This task was recording imagery from the woods in relation to the text given. We were able to use a range of media of our choice. I chose photography and manipulated the photos to give them the intended feel of what i was searching for.

For some of my photos I wanted to take them based around one of the inspirational quotes I found from the text (quote and photographs below)...

"Soaring round the tree tops until it looked as if a vast net with thousands of black knots in it had been cast up into the air"


 I zoomed in on the tree tops and took photos of the leaves and twigs, to me this creates the image of clusters of moths flying around. These images also look similar to those of Stan Brakhage's piece 'Mothlights'. Especially the second edited photo as it has the blurred coloured edges around the moth like patterns.

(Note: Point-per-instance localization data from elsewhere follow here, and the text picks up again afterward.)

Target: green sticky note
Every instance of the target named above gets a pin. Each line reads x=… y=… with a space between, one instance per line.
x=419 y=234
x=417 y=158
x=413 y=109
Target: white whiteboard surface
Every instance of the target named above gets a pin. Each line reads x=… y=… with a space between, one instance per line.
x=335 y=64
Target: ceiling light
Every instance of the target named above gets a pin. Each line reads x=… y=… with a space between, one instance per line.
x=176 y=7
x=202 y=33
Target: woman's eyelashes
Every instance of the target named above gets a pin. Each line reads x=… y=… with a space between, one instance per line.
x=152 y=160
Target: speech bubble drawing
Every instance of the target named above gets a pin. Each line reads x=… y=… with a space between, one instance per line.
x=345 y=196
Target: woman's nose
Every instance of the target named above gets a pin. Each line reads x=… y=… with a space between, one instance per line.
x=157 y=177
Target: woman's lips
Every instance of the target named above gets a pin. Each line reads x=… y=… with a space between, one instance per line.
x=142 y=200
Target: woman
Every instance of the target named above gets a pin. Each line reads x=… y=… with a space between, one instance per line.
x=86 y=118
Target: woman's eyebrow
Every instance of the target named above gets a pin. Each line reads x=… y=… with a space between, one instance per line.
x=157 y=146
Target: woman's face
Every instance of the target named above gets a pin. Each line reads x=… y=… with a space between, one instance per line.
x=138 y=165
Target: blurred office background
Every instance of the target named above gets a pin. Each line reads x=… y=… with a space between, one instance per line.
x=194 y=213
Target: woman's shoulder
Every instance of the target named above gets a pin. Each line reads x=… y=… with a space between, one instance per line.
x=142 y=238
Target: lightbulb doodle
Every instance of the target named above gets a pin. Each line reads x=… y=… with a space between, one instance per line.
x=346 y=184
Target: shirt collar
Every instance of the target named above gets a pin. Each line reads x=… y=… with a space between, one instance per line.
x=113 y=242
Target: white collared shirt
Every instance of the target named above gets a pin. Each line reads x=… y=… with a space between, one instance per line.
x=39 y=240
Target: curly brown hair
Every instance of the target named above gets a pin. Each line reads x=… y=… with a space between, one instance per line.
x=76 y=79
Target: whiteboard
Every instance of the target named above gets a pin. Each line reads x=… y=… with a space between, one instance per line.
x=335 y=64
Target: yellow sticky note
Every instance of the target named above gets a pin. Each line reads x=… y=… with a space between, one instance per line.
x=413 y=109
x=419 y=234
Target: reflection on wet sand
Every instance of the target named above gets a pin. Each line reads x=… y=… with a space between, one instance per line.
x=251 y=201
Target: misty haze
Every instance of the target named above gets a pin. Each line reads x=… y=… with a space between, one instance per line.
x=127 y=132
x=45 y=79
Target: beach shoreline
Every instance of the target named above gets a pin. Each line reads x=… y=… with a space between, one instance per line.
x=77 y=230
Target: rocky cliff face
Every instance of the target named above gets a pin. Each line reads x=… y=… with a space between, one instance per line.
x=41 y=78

I also took photos of the stones and textures around the woods. I manipulated the photos by blurring them by moving the camera whilst taking the picture. To me this has created the patterns of a moths wings...


Finally whilst it was raining I managed to capture the rain drops, although they don't quite look like the moths as intended I still found it quite magical and thought they looked like glow worms


See sketchbook for extra notes and drawings

Day Two: Field Trip. Task #1

On the second day of this project we went on a class field trip to the nearby woods. 


Here we were set four tasks to complete in order for us to engage with our senses as a exercise to help us engage with the project. (see sketch book for task instructions and notes on response)

Task One: learning to perceive.

"exploring the difference between looking and seeing, between listening and hearing, and touching and feeling..."

I took pictures of the spot where I went to sit for 15 minutes as an account so I could remember it, I took them from different angles to get all perspectives of the place and to help communicate the feelings I got from the space. I also slightly edited the photos to give them more of a magical feel as this is one of the feelings I felt from this first experience. See these below:

This final image, I found it important for me to interact with the environmental as well (especially as media art is very interactive)  found a piece of part that had a natural hole cut out of it and decided to use it as a view point. It is not as clear in the image but when doing this I was able to focus on a few leaves which were a much brighter green than the others due to the lighting, and was able to see the fine details, even though it was int he distance, through the use of this view finder.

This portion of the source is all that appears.